Rosa cor de rosa!

A Dona Rosa cor de rosa veio para brincar, dançar e cuidar de si. Nossa rosa da vez trabalha o arquétipo da donzela e, nos últimos dez anos atendendo mulheres, percebi a dificuldade que a maioria tem de viver esse arquétipo justamente porque fomos educadas para sermos guerreiras. Sempre trago aqui a ideia que vocês têm que “gostar de doce e ser dócil consigo mesma é sinal de fraqueza”, enquanto deveríamos pensar que ser dócil consigo mesma é um ato de resistência em meio a uma sociedade que nos diz que devemos esquecer de nós e silenciar quem somos para sermos cuidadoras de todos. Dona rosa rosada diz: Não viva um relacionamento abusivo consigo mesma! A sociedade tóxica já vai te abusar, não contribua com isso! Quando você se deixa para depois, quando acredita que todos precisam de ti, se alimenta mal ou deixa de dançar ou de ter um hobby, está abusando de si mesma! Como você quer relacionamentos saudáveis ou uma vida saudável ou se sentir bem e bonita se continua alimentando esse padrão miserável que impuseram a nós? Por mais que tenhamos questões sociais aí (sim, a sociedade é tóxica), comece a dizer SIM para você. Dona rosa pede “SEJA DOCE CONSIGO MESMA” ou continuará vítima dessa mentira e se entupirá de doces, pois de algum modo sua alma sabe que você precisa de docilidade. Amor próprio para não precisar viver acreditando que precisa agradar aos outros e fazer tudo para ser amada.
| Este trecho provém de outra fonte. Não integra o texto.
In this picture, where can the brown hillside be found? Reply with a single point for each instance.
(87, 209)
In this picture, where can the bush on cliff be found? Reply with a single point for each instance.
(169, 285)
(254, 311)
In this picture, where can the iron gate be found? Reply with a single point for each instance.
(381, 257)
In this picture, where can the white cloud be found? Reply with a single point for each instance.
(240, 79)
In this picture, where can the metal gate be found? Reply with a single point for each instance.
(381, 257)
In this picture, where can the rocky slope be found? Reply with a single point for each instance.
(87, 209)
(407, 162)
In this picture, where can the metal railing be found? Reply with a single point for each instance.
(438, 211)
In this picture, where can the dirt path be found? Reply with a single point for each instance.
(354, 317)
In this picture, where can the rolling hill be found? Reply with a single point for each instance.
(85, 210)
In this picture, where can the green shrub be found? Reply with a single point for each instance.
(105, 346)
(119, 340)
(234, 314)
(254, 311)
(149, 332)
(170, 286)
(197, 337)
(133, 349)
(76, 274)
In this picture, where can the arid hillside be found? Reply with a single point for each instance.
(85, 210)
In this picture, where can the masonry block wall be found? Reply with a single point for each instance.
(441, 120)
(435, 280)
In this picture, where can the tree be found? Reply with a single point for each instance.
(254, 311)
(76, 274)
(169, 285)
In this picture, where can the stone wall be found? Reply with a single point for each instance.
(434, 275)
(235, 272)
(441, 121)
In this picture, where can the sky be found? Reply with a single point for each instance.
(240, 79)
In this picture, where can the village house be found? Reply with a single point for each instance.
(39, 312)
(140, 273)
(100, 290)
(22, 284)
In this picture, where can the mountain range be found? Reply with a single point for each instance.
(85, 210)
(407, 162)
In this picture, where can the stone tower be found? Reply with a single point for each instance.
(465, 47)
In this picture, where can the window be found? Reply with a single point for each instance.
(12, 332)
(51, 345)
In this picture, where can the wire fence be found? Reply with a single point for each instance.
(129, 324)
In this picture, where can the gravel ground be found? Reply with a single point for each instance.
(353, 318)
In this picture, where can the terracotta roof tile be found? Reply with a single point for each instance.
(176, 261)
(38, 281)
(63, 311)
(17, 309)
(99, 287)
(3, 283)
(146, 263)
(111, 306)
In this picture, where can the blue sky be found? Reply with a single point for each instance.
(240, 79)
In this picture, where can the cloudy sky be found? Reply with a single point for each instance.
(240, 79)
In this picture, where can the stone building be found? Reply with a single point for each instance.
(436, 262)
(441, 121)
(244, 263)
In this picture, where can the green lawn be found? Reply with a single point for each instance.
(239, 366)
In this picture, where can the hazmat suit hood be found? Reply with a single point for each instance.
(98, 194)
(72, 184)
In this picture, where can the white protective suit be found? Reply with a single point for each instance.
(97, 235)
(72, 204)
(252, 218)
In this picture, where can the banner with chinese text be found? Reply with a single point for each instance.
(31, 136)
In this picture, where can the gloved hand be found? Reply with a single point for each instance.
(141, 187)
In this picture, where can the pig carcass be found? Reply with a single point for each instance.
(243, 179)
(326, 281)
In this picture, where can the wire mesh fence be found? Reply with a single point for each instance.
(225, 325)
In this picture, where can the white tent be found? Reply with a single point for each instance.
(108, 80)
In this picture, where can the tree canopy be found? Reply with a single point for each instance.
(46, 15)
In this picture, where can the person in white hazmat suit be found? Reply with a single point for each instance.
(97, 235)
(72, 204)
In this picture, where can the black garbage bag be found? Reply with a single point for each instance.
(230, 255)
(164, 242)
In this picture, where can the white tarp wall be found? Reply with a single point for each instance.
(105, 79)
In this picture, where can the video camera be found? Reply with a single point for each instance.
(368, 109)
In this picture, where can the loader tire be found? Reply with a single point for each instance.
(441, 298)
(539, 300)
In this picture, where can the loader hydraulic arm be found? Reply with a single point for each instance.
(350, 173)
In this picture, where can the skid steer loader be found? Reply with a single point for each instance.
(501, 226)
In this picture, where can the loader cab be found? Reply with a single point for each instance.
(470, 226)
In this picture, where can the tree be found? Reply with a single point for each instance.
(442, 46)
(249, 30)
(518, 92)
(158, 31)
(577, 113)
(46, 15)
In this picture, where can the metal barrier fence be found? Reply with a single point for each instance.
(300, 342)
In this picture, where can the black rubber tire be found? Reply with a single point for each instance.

Atenção, moça, isso não é amor! Amor de verdade é o que vem de dentro. Se nutra!


Afrodite é a cara da rosa cor de rosa e ela te deixa com algumas reflexões/ frases para você pensar:


“Quero controlar e dar conta de tudo para as pessoas acharem que precisam de mim”

“Quero fazer tudo perfeito para agradar a todos e ter amor”

“Quero fazer e saio me metendo em tudo para mostrar que sou “fodona” e, assim, as pessoas me amarem e me respeitarem”

“Preciso trabalhar muito e estar cansada para não sentir culpa por me cuidar ou descansar”

“Se cuidar e ser gentil consigo mesma é coisa de gente fraca”

“Preciso mostrar que sou forte e dou conta para ser admirada e as pessoas gostarem de mim”

“Quero fazer tudo e com perfeição, pois preciso da aprovação dos outros”

“Preciso ser aprovada pelos outros para me sentir segura”


Reflita sobre essas frases durante os próximos dias e perceba que todas elas giram e torno do “outro te amar”. Se você necessita do amor do outro para se sentir completa/preenchida é porque você não se ama. É comum ouvirmos que Afrodite é a deusa do amor, mas na verdade ela é a deusa do AMOR PRÓPRIO, do autocuidado. Ela nasce de uma concha/ ostra que, nas entrelinhas, representa uma vulva. Ela nasce acariciando a si mesma, sai deslumbrante de sua própria concha e vive seu amor próprio, a beleza de seu feminino. A mitologia grega, que já mostra sinais de machismo, deturpou o arquétipo de Afrodite trazendo em seus contos conteúdos machistas e depreciativos da mulher. Afrodite não é uma mulher carente por amor, muito menos uma mulher invejosa da beleza de outras mulheres. Alguns desses equívocos contribuíram para nossos padrões limitantes de ausência de amor próprio feminino. Reflita sobre as frases e sinta o perfume da rosa cor de rosa exalando no ar! Peça a ela a cura do seu amor próprio.